Yesterday the Treasury Department finally released details of their Public-Private Investment Program designed to create a market for the “toxic” assets that have been weighing down our banking system. The stock market liked what it saw, and Bill Gross of PIMCO called it the first win-win-win proposal during this crisis. Taxpayers leverage their dollars with private capital, banks clean up their balance sheets, and there is a good chance of recovery for the taxpayer and even old-fashioned profits for the private investor.

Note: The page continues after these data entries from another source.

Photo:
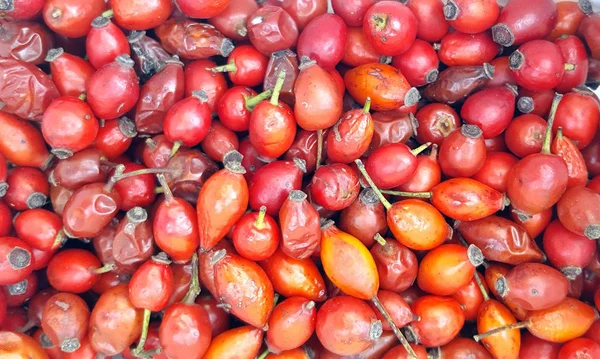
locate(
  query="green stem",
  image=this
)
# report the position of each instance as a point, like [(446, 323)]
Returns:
[(319, 147), (367, 106), (230, 67), (165, 186), (408, 194), (501, 329), (194, 290), (175, 148), (361, 168), (260, 219), (395, 329), (251, 102), (420, 149), (379, 239), (277, 89), (548, 134), (264, 354), (105, 268), (140, 347), (486, 297)]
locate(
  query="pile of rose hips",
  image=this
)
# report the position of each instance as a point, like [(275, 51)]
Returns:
[(391, 180)]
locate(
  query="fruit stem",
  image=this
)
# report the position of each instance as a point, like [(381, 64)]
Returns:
[(433, 152), (408, 194), (559, 132), (379, 239), (501, 329), (260, 219), (229, 67), (361, 168), (548, 134), (319, 147), (105, 268), (264, 354), (420, 149), (367, 106), (175, 148), (119, 169), (395, 329), (251, 102), (277, 89), (165, 186), (194, 290), (140, 347), (486, 297)]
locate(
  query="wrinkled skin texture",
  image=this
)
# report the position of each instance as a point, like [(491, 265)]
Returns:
[(192, 40), (500, 240), (113, 310), (26, 90), (26, 41), (245, 287)]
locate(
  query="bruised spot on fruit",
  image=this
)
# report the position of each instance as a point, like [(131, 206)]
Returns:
[(19, 258)]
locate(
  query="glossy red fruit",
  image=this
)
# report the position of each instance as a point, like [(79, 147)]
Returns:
[(441, 320), (459, 49), (28, 188), (419, 64), (510, 28), (495, 169), (40, 228), (75, 270), (537, 65), (188, 121), (462, 153), (532, 286), (113, 40), (525, 135), (323, 40), (578, 114), (277, 119), (490, 109), (316, 109), (133, 15), (390, 27), (356, 329), (272, 29), (70, 17), (578, 211), (471, 17), (175, 226), (256, 236), (576, 63), (244, 287), (567, 251), (69, 126), (114, 89), (291, 324), (335, 186), (221, 202), (432, 25), (245, 66)]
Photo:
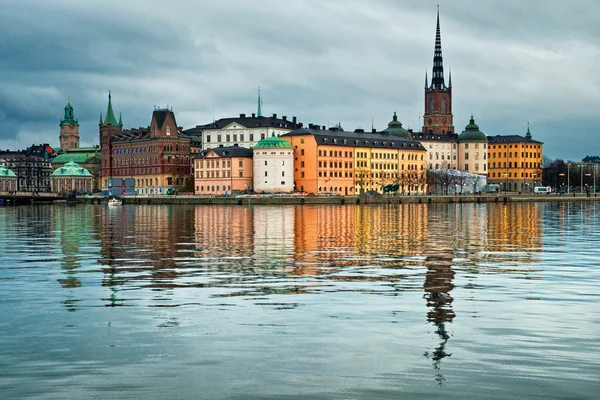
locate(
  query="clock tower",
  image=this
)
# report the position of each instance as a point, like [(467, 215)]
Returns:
[(437, 118), (69, 129)]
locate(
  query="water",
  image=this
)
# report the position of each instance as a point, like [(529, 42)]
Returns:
[(452, 301)]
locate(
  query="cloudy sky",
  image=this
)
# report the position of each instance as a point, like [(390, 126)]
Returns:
[(347, 61)]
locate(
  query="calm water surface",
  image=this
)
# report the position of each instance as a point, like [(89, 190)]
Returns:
[(300, 302)]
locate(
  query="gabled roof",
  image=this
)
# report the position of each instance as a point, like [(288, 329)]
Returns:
[(357, 139), (511, 139), (161, 116), (249, 122), (226, 152)]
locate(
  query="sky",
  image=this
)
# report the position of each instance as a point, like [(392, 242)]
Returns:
[(351, 62)]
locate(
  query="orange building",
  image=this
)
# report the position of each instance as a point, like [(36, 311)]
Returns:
[(223, 170), (515, 162), (347, 163)]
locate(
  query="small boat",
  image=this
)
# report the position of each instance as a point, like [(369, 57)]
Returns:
[(114, 202)]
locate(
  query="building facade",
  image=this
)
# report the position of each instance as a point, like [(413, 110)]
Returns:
[(473, 150), (273, 166), (70, 178), (244, 131), (348, 163), (33, 172), (8, 180), (156, 157), (69, 129), (515, 162), (223, 170)]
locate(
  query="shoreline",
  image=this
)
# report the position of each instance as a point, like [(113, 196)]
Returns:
[(343, 200)]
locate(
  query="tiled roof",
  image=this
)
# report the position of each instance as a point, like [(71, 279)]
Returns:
[(511, 139), (249, 122), (226, 152), (357, 139)]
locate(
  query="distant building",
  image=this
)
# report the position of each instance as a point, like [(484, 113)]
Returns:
[(69, 129), (8, 180), (472, 150), (515, 162), (33, 172), (273, 166), (349, 163), (71, 177), (156, 157), (223, 170)]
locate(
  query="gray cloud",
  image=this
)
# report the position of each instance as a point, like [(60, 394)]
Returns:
[(324, 62)]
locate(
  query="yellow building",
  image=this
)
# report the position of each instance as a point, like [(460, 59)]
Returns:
[(515, 162), (347, 163)]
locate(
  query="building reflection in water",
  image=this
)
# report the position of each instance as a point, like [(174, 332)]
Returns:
[(73, 226)]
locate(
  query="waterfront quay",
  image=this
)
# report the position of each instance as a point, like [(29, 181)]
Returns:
[(344, 200)]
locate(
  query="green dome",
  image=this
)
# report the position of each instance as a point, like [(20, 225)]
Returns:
[(6, 173), (395, 129), (472, 133), (72, 169), (272, 142)]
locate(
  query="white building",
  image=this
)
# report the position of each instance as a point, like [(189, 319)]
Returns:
[(244, 131), (273, 166), (473, 150)]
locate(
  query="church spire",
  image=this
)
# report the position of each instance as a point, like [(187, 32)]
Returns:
[(437, 80), (259, 111), (110, 115)]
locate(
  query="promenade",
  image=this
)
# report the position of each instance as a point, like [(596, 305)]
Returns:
[(345, 200)]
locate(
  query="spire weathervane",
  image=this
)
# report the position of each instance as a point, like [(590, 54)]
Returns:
[(437, 80)]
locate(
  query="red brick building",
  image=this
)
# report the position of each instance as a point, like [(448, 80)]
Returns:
[(157, 157)]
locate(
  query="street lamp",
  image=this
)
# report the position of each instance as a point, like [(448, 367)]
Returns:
[(568, 178), (581, 178)]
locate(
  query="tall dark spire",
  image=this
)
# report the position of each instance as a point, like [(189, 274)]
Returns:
[(437, 80)]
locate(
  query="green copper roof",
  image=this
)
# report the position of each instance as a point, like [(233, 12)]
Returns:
[(110, 115), (272, 142), (72, 169), (6, 173), (472, 133), (78, 157), (69, 118), (395, 128), (528, 134)]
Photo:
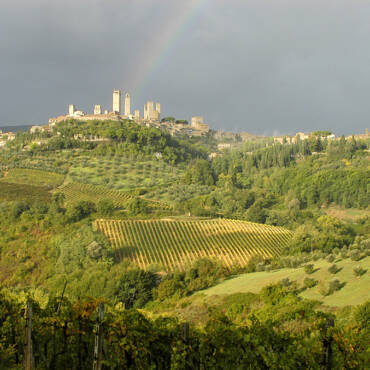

Last September, after the collapse of Lehman Brothers, then Treasury Secretary Paulson proposed the original Troubled Asset Relief Program (the TARP). The original idea and goal was to rid banks of their mounting pile of bad loans and securities that were created by the housing bubble and Wall Street’s debt and securitization binge.

The original TARP turned into direct investments in the banks, with the hope that providing some capital support would clean up the problem. This morphed into investments into insurance giant AIG, and eventually loans to struggling automakers, GM and Chrysler. Along the way the Federal Reserve lowered interest rates several times, eventually to zero percent, the lowest ever. The Fed also bought commercial paper from America’s corporations and created several other funding programs designed to get credit flowing again.

All of these efforts helped to stabilize the bond and credit markets but the bad loans still remained. Finally, we are back to where we started, cleaning up the bad loans and getting the banking system healthy again. We see light at the end of the tunnel!